Happiest of Fridays, everyone!
Suspension of disbelief is a funny thing, especially in speculative fiction. You can make your readers believe in space travel, or ghosts, or all manner of magical powers, so long as you keep all your worldbuilding consistent and unexplained. But it's usually not the otherworldly things that can throw a person right out of the story.
Maybe your reader is from Boston, and your Massachusetts-set story refers to the subway system as the 'Metro.' (And you shouldn't do that, because I just clutched my heart in agony at the very thought.) Maybe your reader is pursuing their Masters in biochemistry, and the science in your book isn't quite working for them. It doesn't even have to be the reader's specialty. Sometimes it's just one of those tropes that rubs the reader the wrong way.
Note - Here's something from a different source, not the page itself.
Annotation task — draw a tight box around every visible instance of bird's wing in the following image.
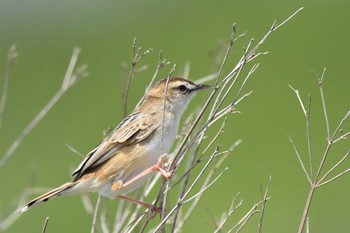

For me personally? My pet peeve is when writers fail to keep their characters' injuries consistent. I sometimes feel like I can hardly pick up a book or watch a TV show without a character talking perfectly clearly after they've just been throttled, or blithely walking around and bantering and fighting crime with a head injury or 'a few cracked ribs.' Not because I'm a sadist - hopefully not, anyway. But when the character can just glide through setbacks without even missing a step, it drains the stakes from the narrative for me. It's hard to get invested in a character when it seems they're going to achieve their goals without any problems.
(And I have a hard time understanding why any writer would pass up a chance to make their character suffer some more... which does sound a little sadistic, now that I type it out.)
Though the phrase "write what you know" is the one that gets bandied about in various creative writing classes, I don't agree with that - those would make for very boring books most of the time. But it's very important to know what you write, down to the smallest details. A throwaway line for one writer could be about something the reader knows back and front - and when a reader loses the thread of the story, sometimes it can be tricky to find it again.
What breaks your suspension of disbelief?